An interesting point is hinted at when Berry describes how Lacanian criticism handles “the literary text in terms of a series of broader Laconian orientations, towards such concepts as lack or desire”(Berry 110). The concept of desire, or lack thereof, brings up the issue of “jouissance” which Lacan alleges “is at the core of the ego of frustration and the alienation of desire”(Obiwu 93). Jouissance, analogous perhaps to the nafs with its insatiable appetite, is seen “as a place of anguish and defect”(Obiwu 93).  Obiwu describes the “scehma of jouissance” as being what “enables Lacan to arrive at the meconnaissance of the notorious discontent and ‘aggressivity of the slave whose response to the frustration of his labor is a desire for death’”(93). Where it seems that Freudian notions of “Eros (the Greek word for ‘love’), which roughly means the life instinct, the opposite of which is Thanatos (the Greek word for ‘death’) which roughly means the death instinct”(Berry 93) are universals, jouissance is not.

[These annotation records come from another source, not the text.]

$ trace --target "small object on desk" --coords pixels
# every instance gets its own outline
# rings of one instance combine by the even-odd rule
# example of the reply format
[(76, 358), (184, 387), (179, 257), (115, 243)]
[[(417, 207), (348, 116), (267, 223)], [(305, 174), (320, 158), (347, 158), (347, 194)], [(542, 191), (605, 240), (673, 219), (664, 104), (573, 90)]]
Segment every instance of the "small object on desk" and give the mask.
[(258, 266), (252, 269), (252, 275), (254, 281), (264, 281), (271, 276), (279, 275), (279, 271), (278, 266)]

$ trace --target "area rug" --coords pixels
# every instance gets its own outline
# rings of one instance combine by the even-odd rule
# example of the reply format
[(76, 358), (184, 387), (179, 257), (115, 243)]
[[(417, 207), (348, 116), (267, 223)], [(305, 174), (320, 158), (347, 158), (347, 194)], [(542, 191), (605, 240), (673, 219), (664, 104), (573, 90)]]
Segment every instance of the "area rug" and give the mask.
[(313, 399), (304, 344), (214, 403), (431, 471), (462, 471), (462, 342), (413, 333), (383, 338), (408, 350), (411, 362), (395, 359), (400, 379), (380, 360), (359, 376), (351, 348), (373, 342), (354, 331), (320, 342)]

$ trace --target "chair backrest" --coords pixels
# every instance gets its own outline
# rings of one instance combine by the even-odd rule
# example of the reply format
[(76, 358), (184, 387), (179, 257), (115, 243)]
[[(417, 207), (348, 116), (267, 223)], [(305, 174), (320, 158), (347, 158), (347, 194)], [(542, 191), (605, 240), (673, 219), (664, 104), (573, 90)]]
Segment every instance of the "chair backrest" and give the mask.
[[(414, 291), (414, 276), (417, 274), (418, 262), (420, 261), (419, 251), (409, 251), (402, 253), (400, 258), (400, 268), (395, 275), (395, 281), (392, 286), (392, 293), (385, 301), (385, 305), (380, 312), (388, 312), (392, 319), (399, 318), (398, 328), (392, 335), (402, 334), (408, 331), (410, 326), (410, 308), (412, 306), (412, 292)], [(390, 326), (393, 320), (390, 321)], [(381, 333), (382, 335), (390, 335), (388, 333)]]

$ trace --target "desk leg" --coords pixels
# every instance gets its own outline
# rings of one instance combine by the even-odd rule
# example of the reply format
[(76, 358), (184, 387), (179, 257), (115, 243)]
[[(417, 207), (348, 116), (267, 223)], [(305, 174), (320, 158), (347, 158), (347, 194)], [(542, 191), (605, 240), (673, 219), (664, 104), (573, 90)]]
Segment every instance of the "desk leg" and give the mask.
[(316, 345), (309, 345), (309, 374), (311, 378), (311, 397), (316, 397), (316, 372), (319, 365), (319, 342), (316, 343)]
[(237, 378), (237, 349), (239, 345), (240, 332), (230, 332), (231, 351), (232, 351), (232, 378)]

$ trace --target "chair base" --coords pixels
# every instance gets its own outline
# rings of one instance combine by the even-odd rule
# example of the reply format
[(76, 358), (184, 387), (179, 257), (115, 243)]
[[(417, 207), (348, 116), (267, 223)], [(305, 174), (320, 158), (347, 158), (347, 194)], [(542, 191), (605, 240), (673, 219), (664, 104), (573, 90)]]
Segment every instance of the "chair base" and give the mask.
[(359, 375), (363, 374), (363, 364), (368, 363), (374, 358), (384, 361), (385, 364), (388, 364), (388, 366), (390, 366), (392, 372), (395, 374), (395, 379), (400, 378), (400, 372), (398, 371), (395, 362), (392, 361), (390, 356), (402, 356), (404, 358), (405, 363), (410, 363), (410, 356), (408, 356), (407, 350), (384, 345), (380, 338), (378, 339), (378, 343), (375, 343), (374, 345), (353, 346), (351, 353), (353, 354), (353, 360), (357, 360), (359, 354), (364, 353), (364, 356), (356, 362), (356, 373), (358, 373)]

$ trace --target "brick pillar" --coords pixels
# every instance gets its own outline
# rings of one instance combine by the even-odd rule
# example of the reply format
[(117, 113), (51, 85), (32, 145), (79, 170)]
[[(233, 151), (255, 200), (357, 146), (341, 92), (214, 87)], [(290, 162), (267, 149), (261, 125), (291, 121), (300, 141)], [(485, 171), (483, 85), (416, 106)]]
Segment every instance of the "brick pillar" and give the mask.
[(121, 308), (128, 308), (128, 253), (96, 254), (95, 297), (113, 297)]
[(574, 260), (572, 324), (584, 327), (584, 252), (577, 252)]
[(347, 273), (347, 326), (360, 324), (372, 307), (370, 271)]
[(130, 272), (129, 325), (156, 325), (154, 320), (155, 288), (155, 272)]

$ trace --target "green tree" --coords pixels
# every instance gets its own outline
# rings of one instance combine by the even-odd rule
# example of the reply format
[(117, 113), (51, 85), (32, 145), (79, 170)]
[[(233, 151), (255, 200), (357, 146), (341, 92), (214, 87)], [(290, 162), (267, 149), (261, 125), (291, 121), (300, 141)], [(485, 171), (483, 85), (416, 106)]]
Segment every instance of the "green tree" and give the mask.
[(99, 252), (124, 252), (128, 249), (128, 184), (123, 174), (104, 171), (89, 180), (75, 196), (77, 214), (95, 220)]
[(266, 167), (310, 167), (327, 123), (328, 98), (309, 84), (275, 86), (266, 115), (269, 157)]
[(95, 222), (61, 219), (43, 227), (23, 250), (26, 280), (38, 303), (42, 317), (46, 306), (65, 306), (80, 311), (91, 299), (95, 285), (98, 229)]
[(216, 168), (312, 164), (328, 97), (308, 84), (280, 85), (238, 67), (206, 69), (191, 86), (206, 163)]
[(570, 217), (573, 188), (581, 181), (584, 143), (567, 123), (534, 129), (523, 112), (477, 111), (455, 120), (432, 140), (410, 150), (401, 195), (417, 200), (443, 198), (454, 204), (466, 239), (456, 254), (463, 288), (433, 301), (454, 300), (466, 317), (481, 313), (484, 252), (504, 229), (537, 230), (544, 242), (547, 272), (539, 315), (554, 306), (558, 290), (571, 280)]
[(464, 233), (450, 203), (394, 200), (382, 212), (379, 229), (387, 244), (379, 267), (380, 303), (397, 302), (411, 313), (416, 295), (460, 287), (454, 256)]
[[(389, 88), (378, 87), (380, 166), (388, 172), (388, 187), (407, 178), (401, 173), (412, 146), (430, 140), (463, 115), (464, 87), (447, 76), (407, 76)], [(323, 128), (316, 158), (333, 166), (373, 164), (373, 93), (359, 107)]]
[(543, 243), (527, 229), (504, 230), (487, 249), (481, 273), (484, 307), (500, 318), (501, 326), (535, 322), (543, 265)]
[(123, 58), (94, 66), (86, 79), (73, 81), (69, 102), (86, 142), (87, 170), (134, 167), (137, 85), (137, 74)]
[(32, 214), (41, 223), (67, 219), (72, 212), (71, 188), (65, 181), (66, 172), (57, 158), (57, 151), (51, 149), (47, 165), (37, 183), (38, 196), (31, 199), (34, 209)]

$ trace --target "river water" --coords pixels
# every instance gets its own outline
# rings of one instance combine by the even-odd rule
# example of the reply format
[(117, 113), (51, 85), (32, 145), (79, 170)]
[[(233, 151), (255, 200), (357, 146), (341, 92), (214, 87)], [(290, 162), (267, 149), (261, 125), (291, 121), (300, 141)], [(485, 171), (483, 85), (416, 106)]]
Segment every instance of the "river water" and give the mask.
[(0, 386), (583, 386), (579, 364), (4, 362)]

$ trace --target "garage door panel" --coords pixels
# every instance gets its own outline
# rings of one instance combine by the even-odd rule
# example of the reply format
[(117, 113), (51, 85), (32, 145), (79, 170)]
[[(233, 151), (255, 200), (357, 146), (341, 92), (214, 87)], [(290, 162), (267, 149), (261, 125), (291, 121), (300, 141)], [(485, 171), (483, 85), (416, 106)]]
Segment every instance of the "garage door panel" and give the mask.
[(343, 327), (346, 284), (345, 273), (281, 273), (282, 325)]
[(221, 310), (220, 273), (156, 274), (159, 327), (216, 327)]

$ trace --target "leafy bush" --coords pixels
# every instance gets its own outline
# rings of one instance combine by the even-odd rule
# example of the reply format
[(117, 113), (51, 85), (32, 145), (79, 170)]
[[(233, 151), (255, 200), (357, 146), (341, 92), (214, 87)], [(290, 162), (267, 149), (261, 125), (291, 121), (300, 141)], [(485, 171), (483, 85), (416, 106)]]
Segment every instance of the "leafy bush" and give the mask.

This brings up the final point. Psychoanalytic criticism is ‘culturally relative’. That is, symbols and words that may carry a specific connotation in one culture may not, and often do not, mean the same thing in another culture. Thus, one should utilize caution, and not overextend this tool beyond its true capabilities. Berry does not mention this explicitly in his chapter on psychoanalytic criticism, but it is alluded to when Obiwu states that  Lacan “insists that the… European mode of jouissance should not be imposed on the jouissance of the other”(92). If the “primary language is that which the subject negates or elides in his discourse with the analyst”(Obiwu 90), then care should be taken that the analyst is acquainted with the true language of the subject’s unconscious and the cultural framework which it rests on, else they may slip and misinterpret the text according to their own cultural norms and not that of the subject.


Works Cited

Barry, Peter. Beginning Theory. Manchester, UK: Manchester University Press, 2009. Print.

Obiwu. ”Jacques Lacan in Africa.” The Critical Imagination in African Literature: Essays in Honor of Michael J.C. Echeruo. Ed. Maik Nwosu. First ed. Syracuse: Syracuse UP, 2015. Print.